Я торопливо принес извинения, мы потянулись в крайнюю комнату, где нас поджидал накрытый стол, и, весело гомоня, расселись. Потом — по команде — подняли рюмки.
У всех было доброе настроение. Спектакль, бесспорно, понравился залу, который приветил и Костика Ромина, и всех его московских соседей, легко воскресил в благодарной памяти недавние пятидесятые годы, свой суматошный, неприбранный город, оживший после сталинской ночи. Приятно было припомнить то утро, вдруг выдохнувшее из легких страх, позволившее поднять свои головы из нахлобученных воротников и оглядеться, увидеть заново и мир вокруг и небо над миром.
Эта нахлынувшая свобода, пусть даже смешное ее подобие, дыхание естественной жизни передались от героев артистам, им неслучайно свежо игралось и вольно жилось на родных подмостках. Все это чувствовали и радовались, все шумно праздновали успех, свой собственный и успех Козакова, все дружно предрекали «Воротам» такое же успешное долголетие. И Козаков был по праву весел, он был счастливо умиротворен столь веским дебютом в режиссуре и сладким предчувствием новой славы.
Наверно, лишь я не умел стряхнуть хотя бы на вечер своей заботы, к которой привык за долгие годы. Настолько привык, что, не будь этой тяжести, мне стало бы не легко, а пусто.
— Что ж далее? — спрашивал я себя. — Еще одна добровольная каторга? И так — год за годом — одна за другой? А можно ли отсчитывать век не мигами, а пьесами-главами, и каждую следующую главу именовать названием пьесы? И сколько еще меня ждет таких глав? Пять или шесть? Семь или восемь? Это уже большая удача. Я прожил бы не худшую жизнь. Естественно, если при этом забыть о том, чем является жизнь без частностей.
Но Некто Всевидящий жестко наказывает за это пренебрежение малостями. Поэтому в жизни оно вам обходится еще дороже, чем в литературе. А я не умею жить подробно, я существую поспешно и судорожно, не в каждом дарованном Господом дне, а в неком придуманном мною периоде, отмеривающем новую цель. Я опускаю, быть может, важнейшие детали собственной биографии и самые бесценные звенья. Лечу, не задерживаясь, не видя, во имя сочиненных фантомов. Куда меня так неустанно несет? Бог знает. Но только весь вкус бытия единственно в этих его неприметностях, в задержанном тобою мгновенье.
Я не хотел бы переиграть промчавшейся жизни, я ее выбрал, но я хотел бы переиначить себя самого, хотелось бы вылепить — заново — и сущность и образ. Больше всего в ладу с собою я был в остановленные минуты, в такие, как в те, когда я сидел у пирамидальных ацтекских надгробий, или когда восстанавливал силы на бронзовом взгорье в Мачу-Пикчу, слушая шелест тысячелетий.

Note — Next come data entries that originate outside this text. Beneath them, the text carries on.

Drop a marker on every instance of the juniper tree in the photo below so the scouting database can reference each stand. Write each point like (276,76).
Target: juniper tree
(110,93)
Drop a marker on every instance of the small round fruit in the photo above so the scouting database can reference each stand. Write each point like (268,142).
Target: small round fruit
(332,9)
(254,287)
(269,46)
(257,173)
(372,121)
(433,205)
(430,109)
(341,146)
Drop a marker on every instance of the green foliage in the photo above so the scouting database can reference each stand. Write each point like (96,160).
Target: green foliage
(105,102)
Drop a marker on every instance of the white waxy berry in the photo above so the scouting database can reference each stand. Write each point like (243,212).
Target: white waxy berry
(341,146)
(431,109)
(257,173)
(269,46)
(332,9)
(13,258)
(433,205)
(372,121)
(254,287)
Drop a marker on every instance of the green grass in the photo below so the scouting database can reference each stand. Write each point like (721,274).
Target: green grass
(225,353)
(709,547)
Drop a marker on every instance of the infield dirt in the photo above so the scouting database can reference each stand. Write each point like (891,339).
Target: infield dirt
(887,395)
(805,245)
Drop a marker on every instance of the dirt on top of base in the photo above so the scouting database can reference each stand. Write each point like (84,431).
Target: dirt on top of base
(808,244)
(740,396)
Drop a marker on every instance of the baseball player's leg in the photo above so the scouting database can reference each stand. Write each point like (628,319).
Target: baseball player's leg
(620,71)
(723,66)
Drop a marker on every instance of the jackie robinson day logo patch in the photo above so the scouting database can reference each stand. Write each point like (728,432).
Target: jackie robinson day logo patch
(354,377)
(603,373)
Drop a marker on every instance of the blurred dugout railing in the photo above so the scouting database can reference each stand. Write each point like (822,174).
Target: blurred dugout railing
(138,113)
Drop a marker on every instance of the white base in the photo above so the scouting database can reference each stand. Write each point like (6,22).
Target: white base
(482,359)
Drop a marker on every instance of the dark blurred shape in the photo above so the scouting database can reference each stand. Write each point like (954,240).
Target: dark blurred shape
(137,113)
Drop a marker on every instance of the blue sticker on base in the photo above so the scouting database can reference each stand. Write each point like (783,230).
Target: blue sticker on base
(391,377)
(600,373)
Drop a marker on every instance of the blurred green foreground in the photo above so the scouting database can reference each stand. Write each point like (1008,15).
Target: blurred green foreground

Однако из этой целебной мечты договориться с двадцатым веком, возделывая свой огород, так ничего и не получилось. Возможно ли овладеть своей жизнью, если всегда от нее уворачиваться? Я так и не смог себе ответить и выбрать: жизнь или судьба? И вот неведомо кем навязанное постылое состояние спора, которого я совсем не желал, казалось, навеки определило раздвоенность и той и другой.
Должно быть, я очень хотел обмануться, я все утешал себя: мне повезло, я, к счастью, свободен от амбициозности, губительной в выпавшую эпоху. Она ведь не просто гримаса истории, скорее — явление природы. Взгляни, любезный, окрест себя — повсюду веселые инвалиды, сплошь с переломанными хребтами! Народ, который воспринял мученичество как историческую миссию, учит терпеть, а не заноситься.
Но между тем, потаенным стремлением было занять не клочок пространства, я посягал на частицу времени. Следственно, был обречен метаться, искать себе места, не находя его.
Однако же еще остается возможность прозы! Жить медленно, взвешенно. Жить отрешенно. Отмеривать дни не переменами декорации, а зернышками скупых трофеев — тремя или четырьмя абзацами. Спокойно вставать из-за стола с сознанием выполненного долга. И знать, что когда-нибудь, в некий час, и ты добредешь до заветного берега. До Коста-Рики. До медной пуэсты. Нет, поздно, поздно, игра моя сделана.
Во внутреннем боковом кармане томился конверт без обратного адреса, и чудилось, из него вырываются то электрические разряды, то жаркие шипучие искры. Скорей бы извлечь из него листок!
К тому же в застолье настали минуты интимных бесед и перемещений — все обязательные слова сказаны, фужеры осушены. Застолье дробилось на мелкие кучки, стоял негромкий, нестройный гул. Я улучил удобный момент, достал конверт, и он задрожал в моих увлажнившихся ладонях.